Enzo Vitello è un ossessivo, abbastanza strutturato a reggere il peso del mondo ma non di sé stesso: è un uomo in forte difficoltà che resiste e desiste a fasi alterne.

Tutto è essenziale, artigianale, scarno, anche il tempo meteorologico: non piove mai, non c’è mai il sole. Tutto è rarefatto, grigio, anonimo, indefinibile, irriconoscibile, irrintracciabile.

Il mondo è un CONTENITORE, un noumeno che incastra il fenomeno, una volontà che divora la rappresentazione.

La battuta sul maschilismo che non intravede la possibilità che il killer sia una donna: quella donna che è sempre il luogo della devastazione, della manipolazione, della alienazione, della sopraffazione, della diffidenza, della lacerazione, dell’abuso.

Un non luogo per un non personaggio.

L’ontologia della miseria umana.

Un puzzle di location metafisiche.

La comfort zone non ha spazio.

L’irrappresentabile è rappresentato.

Una cappa avvolge l’esistenza senza orizzonte.

Il luogo dell’apriori comprime e censura la catarsi.

Provare a stare al mondo è un incubo che riavvolge la pellicola in loop.

Frammenti di un discorso indecoroso: la vita, l’esistenza, il significato.

La città dei figli sbagliati ovvero l’ossessione di essere figli e di essere sbagliati, vivi e sanguinanti, feriti a morte.

I fantasmi ci fanno soffrire ma vanno svelati.

La caverna platonica di Fabio e Damiano individua il non luogo nel non spazio viscerale, dove si insinua la sonda che indaga le frattaglie, il cervello, il cuore, le animelle, il fegato…nelle quali è inciso il labirinto intestinale del nostro vissuto immorale o amorale che sia. Una tac a spirale, una risonanza magnetica nucleare ripercorre le interiora di una identità frammentata, logora e lacerata, slabbrata, dilatata e spanata che intravede la sua possibilità solo nell’annullamento di sé stessa.

Qualche piccola imperfezione non intacca la complessità dell’opera assolutamente travolgente dei fratelli D’Innocenzo perché gli spazi interiori sono muti e spesso intasati di banalità discordanti.

Il suicidio materiale di Vitello non poteva compiersi, solo quello dell’oltre corpo era da farsi e la vera liberazione sta nella morte dell’identità e non della materia mai sufficiente a garantirla.

Tutto è pastorale, nessun glamour, nessun neon, nessuna seduzione, tutto è respingente, ostile, una zona paludosa una zona morta.
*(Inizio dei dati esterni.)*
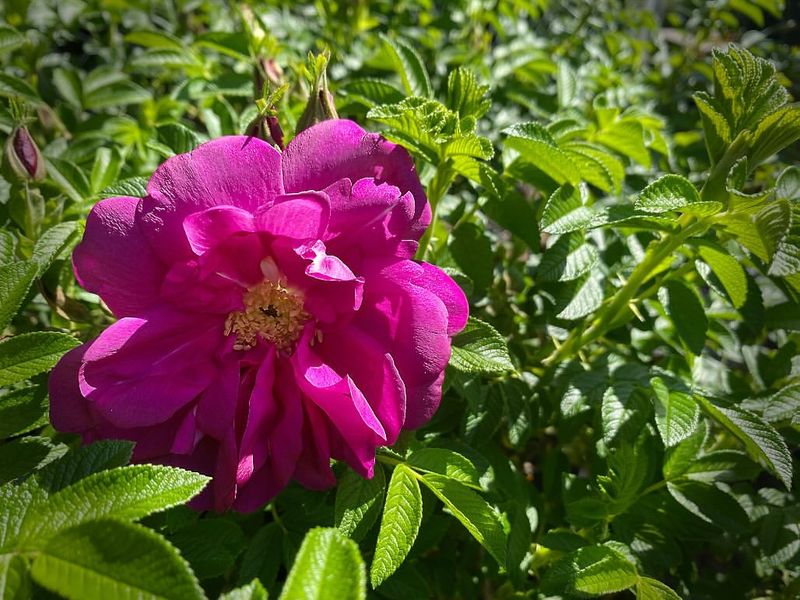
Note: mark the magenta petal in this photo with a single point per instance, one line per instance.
(69, 410)
(141, 371)
(114, 259)
(359, 429)
(350, 350)
(339, 149)
(235, 170)
(207, 228)
(437, 281)
(296, 216)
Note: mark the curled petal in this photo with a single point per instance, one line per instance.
(114, 259)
Il luogo dell’interiorità non ha estetica, le viscere, la sonda colonscopica è la metafora del luogo che si va a perlustrare.

La vita ti sodomizza.

L’unico accanimento terapeutico plausibile è l’eutanasia, la liberazione dal corpo.

Tutto opaco, oscuro, ….

Solo l’ultima inquadratura vede il sole, il verde e un corso d’acqua: la caverna Platonica dei fratelli è etica più che gnoseologica, esistenziale più che culturale. Il buio dell’insensatezza avvolge la vita di ciascuno relegandola e condannandola al fallimento programmato: l’unico abbaglio di luce sta nella morte che esala e esaurisce il respiro affannoso della vita.

Il dolore peggiore che un uomo può soffrire: avere comprensione su molte cose e potere su nessuna.